The co-authors of the study were:
Dr Sharon Riddler M.D., M.P.H., lead author of the study and associate professor of medicine in the division of infectious diseases at the University of Pittsburgh School of Medicine and John Mellors, M.D., senior co-author and professor, University of Pittsburgh School of Medicine and University of Pittsburgh Graduate School of Public Health.

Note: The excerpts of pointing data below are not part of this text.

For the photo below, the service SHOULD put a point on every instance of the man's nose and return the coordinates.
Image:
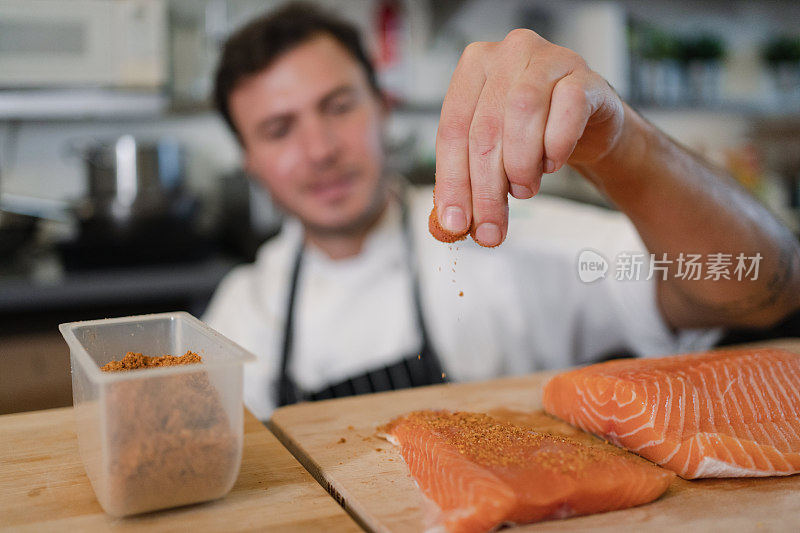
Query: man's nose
(320, 141)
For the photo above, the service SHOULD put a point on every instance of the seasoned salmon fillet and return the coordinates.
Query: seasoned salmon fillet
(482, 472)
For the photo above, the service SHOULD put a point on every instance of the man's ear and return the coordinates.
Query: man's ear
(387, 104)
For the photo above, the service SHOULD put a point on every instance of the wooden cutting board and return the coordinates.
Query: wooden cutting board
(336, 441)
(43, 486)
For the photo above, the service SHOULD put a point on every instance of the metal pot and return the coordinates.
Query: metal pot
(129, 179)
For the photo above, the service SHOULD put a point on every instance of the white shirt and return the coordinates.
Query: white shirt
(514, 309)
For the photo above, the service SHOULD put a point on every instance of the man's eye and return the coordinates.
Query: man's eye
(275, 131)
(341, 105)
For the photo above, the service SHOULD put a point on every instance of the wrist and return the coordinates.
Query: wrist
(621, 169)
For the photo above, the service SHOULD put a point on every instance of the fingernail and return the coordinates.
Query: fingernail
(454, 220)
(521, 191)
(488, 234)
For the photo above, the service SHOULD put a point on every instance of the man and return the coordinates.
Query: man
(355, 296)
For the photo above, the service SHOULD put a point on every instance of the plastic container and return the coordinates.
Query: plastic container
(157, 437)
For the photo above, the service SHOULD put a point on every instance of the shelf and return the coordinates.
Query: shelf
(80, 104)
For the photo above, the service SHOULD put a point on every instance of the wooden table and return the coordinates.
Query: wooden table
(336, 441)
(43, 486)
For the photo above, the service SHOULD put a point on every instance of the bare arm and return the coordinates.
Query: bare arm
(680, 203)
(523, 106)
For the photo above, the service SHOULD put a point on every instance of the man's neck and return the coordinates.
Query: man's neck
(341, 245)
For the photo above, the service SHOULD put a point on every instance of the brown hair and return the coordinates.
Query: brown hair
(257, 45)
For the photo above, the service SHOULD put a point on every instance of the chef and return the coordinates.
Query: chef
(355, 296)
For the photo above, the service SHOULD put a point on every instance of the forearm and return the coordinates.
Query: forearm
(680, 204)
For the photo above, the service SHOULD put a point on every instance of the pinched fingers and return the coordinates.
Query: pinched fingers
(572, 103)
(452, 215)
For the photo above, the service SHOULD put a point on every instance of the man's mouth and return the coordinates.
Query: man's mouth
(333, 189)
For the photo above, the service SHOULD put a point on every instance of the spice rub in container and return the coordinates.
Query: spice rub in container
(156, 431)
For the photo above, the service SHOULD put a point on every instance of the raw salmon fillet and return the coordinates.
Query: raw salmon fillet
(482, 472)
(725, 413)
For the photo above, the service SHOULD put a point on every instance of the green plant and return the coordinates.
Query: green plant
(782, 49)
(705, 47)
(655, 44)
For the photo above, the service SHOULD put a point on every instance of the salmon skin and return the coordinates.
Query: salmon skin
(724, 413)
(482, 472)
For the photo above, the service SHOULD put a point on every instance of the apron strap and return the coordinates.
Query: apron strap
(421, 368)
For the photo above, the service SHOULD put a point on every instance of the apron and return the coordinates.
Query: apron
(413, 370)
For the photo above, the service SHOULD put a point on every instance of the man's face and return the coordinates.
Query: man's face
(311, 129)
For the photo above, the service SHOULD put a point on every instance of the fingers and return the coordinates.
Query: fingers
(488, 179)
(570, 109)
(526, 110)
(452, 192)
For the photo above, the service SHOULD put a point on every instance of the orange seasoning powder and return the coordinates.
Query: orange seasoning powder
(170, 440)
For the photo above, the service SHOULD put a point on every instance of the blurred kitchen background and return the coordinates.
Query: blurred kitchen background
(122, 192)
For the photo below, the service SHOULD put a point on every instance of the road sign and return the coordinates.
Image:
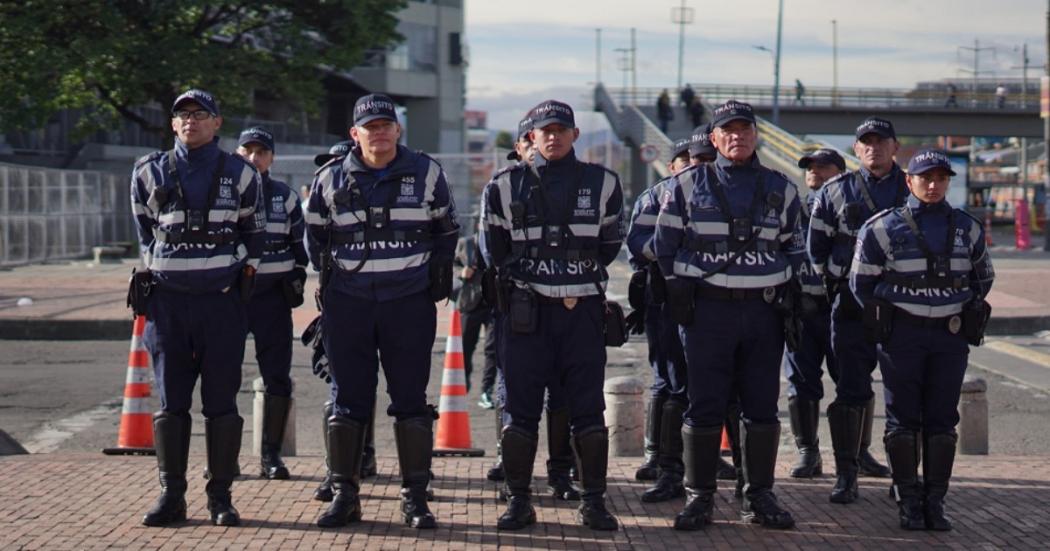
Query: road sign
(648, 152)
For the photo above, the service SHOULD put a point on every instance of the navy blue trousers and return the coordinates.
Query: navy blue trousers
(566, 354)
(922, 374)
(855, 356)
(730, 341)
(190, 336)
(270, 322)
(803, 367)
(360, 334)
(667, 359)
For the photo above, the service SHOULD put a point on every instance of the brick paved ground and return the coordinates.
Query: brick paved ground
(95, 502)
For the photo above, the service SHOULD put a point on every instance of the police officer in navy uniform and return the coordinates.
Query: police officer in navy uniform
(803, 367)
(323, 490)
(647, 295)
(838, 212)
(923, 271)
(550, 228)
(200, 218)
(729, 247)
(278, 289)
(384, 219)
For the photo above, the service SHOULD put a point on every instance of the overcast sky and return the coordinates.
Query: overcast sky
(520, 49)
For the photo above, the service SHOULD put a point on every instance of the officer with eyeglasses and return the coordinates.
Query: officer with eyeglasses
(200, 218)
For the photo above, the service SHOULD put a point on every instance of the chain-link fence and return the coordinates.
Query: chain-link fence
(49, 214)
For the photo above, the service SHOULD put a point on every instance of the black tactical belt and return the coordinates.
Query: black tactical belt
(378, 235)
(956, 283)
(193, 238)
(721, 293)
(951, 323)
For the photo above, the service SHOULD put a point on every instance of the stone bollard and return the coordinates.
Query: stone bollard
(973, 418)
(625, 415)
(288, 448)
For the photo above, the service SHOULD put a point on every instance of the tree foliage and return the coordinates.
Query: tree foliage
(108, 57)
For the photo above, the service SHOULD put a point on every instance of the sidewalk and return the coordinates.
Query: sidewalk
(93, 502)
(81, 300)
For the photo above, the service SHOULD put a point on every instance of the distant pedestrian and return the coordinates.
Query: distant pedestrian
(799, 92)
(664, 111)
(687, 96)
(951, 91)
(1001, 92)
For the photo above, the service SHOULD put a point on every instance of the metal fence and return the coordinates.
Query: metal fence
(49, 214)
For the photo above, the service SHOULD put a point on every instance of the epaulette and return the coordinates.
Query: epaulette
(149, 159)
(330, 163)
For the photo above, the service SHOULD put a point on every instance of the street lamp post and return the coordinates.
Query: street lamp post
(681, 16)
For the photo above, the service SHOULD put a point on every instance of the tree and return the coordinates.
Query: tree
(504, 140)
(110, 57)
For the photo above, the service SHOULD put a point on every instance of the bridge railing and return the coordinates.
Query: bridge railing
(841, 97)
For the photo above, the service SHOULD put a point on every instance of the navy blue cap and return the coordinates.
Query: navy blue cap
(372, 107)
(699, 144)
(927, 160)
(552, 111)
(205, 100)
(732, 110)
(822, 155)
(258, 135)
(680, 147)
(339, 149)
(878, 126)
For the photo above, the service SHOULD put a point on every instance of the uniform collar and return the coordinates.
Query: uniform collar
(919, 207)
(205, 153)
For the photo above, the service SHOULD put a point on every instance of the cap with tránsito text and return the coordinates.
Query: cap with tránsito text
(372, 107)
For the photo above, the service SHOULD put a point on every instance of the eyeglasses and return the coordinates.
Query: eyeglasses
(198, 114)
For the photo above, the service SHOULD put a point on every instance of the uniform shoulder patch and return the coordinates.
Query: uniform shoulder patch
(149, 159)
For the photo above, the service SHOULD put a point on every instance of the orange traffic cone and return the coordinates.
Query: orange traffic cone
(135, 437)
(454, 421)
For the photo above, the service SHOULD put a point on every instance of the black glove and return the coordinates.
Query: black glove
(441, 278)
(636, 290)
(636, 322)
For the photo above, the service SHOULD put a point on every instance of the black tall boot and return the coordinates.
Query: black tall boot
(866, 463)
(415, 446)
(939, 457)
(700, 454)
(496, 471)
(274, 418)
(671, 468)
(592, 446)
(519, 454)
(733, 433)
(369, 452)
(804, 419)
(902, 450)
(759, 448)
(323, 491)
(562, 459)
(345, 439)
(223, 440)
(846, 423)
(172, 442)
(650, 469)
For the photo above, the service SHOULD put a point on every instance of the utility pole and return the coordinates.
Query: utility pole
(597, 57)
(977, 49)
(776, 66)
(681, 16)
(835, 63)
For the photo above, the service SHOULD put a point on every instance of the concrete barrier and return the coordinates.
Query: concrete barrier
(288, 448)
(625, 415)
(973, 418)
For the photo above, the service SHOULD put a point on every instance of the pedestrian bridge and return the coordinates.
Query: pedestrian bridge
(826, 110)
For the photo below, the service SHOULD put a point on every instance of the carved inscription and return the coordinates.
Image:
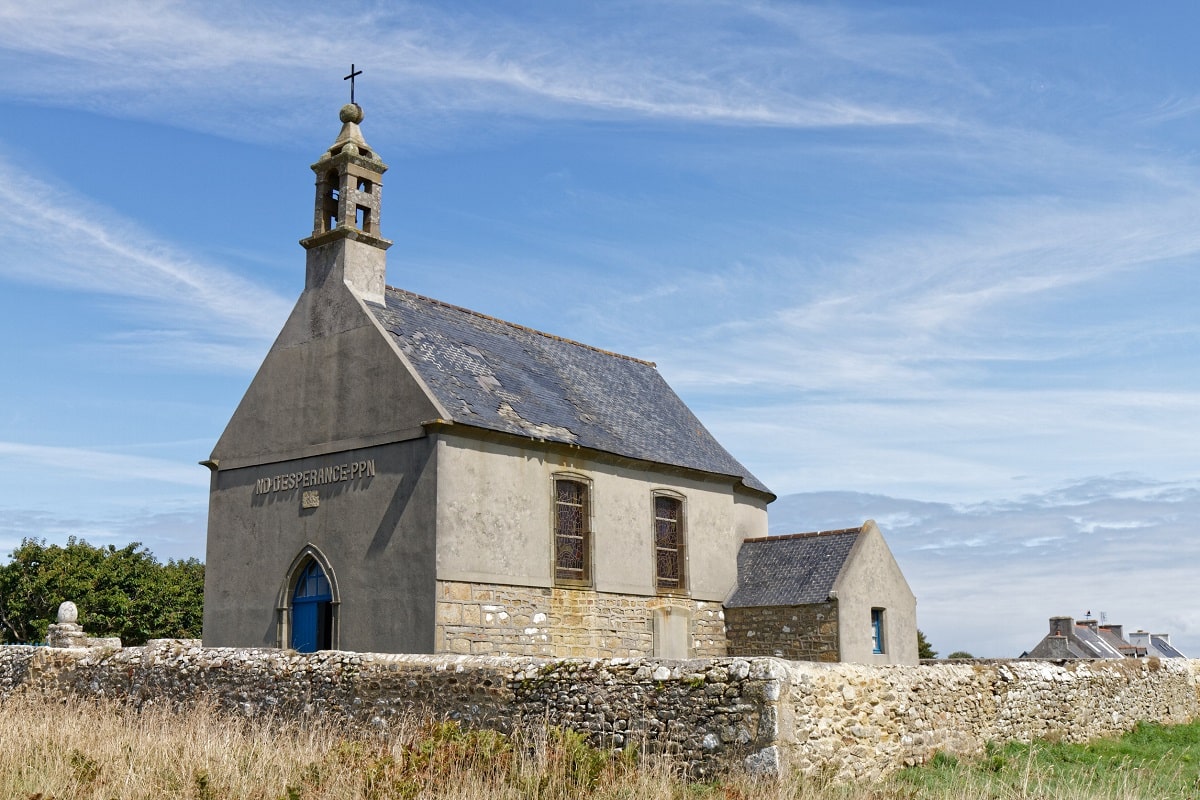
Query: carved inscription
(354, 470)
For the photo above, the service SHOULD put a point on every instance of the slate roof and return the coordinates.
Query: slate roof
(791, 570)
(1165, 649)
(503, 377)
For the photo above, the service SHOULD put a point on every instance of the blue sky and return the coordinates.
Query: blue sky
(934, 264)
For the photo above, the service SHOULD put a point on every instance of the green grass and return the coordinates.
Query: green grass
(99, 750)
(1152, 761)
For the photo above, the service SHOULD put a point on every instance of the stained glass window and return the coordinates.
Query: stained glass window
(571, 531)
(669, 542)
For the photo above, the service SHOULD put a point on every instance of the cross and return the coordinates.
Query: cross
(351, 78)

Richard Haubrich, M.D., University of California, San Diego School of Medicine; Gregory DiRienzo, Ph.D., and Lynne Peeples, M.S., Harvard School of Public Health; William Powderly, M.D., University College, Dublin, Ireland;  Karin Klingman, M.D., National Institute of Allergy and Infectious Diseases, Division of AIDS.; Kevin Garren, Ph.D., Abbott Laboratories, Abbott Park, Ill.; Tania George, Pharm.D., Bristol-Myers Squibb, Plainsboro, N.J.; James Rooney, M.D., Gilead Sciences, Foster City, Calif.; Barbara Brizz, M.S.H.Ed., B.S.N., Social & Scientific Systems, Inc., Silver Spring, Md.; Umesh Lalloo, M.D., University of KwaZulu Natal, Durban, South Africa; Robert Murphy, M.D., Northwestern University; Susan Swindells, M.B., B.S., University of Nebraska Medical Center; and Diane Havlir, M.D., University of California, San Francisco.